Lorsque la nouvelle de cette déplorable bataille fut arrivée à Paris et à Rouen, où était encore le roi, la désolation fut générale; tous s'affligeaient du malheur et encore plus de la honte du royaume. On ne voyait partout que deuil, on n'entendait que plaintes; mais les haines n'étaient pas suspendues par ce désastre, et chacun était surtout empressé à l'imputer au parti qu'il n'aimait point. Les uns montraient au doigt ceux qui étaient revenus de la journée d'Azincourt; d'autres s'applaudissaient de ce que les Armagnacs étaient déconfits.
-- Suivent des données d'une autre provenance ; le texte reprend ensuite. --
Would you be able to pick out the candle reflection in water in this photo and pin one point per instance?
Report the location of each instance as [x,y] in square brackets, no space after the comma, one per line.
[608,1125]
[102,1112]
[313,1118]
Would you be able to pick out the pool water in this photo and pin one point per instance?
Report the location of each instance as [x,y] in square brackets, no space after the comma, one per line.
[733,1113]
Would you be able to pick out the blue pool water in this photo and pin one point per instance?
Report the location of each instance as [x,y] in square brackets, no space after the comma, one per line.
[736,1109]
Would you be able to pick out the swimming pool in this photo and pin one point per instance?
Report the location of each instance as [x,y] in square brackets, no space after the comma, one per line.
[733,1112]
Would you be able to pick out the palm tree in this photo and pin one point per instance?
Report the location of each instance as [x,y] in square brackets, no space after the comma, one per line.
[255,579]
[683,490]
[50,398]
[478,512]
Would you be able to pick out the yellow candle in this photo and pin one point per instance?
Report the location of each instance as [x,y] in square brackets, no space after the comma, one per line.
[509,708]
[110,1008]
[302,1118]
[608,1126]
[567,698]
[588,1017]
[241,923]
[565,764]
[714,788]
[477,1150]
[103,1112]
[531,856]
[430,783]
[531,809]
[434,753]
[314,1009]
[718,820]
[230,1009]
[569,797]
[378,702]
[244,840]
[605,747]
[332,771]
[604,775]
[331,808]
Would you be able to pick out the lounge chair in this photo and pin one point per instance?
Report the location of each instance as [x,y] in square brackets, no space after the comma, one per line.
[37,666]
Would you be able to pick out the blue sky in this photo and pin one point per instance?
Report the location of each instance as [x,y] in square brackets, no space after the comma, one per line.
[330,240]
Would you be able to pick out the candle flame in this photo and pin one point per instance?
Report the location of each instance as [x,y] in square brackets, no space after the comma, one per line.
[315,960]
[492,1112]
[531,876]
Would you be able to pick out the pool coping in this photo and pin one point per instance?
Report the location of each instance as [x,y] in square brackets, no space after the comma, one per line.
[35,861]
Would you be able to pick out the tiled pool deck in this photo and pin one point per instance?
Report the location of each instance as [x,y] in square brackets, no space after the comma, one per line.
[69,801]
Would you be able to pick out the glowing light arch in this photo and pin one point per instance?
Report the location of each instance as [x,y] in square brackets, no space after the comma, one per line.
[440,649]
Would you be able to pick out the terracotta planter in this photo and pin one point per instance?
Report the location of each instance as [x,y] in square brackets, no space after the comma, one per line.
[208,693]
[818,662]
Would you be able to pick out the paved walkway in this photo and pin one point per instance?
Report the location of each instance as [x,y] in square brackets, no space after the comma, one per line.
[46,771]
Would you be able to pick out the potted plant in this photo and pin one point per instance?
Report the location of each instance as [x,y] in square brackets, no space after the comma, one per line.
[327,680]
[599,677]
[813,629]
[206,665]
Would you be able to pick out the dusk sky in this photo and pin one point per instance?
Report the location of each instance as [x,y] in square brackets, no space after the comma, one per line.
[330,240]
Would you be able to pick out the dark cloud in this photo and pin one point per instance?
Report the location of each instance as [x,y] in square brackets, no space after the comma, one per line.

Il y en avait qui se livraient à des discours malveillants contre la noblesse, et surtout contre les princes, dont les discordes livraient le royaume à ses anciens ennemis. Les gens sages disaient, comme avait dit le roi d'Angleterre, que c'était une punition de Dieu envoyée sur la France pour les monstrueux désordres qui y régnaient dans tous les états et toutes les conditions.

LOUIS XI A PÉRONNE.

Louis XI le roi n'avait pas de penchant à aventurer tout le royaume, ni à suivre les conseils des gens d'armes, qui n'écoutaient que l'amour du butin et la vieille haine française contre les Bourguignons. Ceux de ses serviteurs et de ses conseillers qui étaient d'opinion qu'on devait parlementer, et non combattre, lui plaisaient bien mieux. Nul, en ce moment, n'entrait mieux dans son sens que le cardinal Balue et le connétable. C'était eux qu'il écoutait, c'était eux qu'il chargeait de ses continuelles ambassades; car on ne faisait qu'aller et venir de lui au duc de Bourgogne.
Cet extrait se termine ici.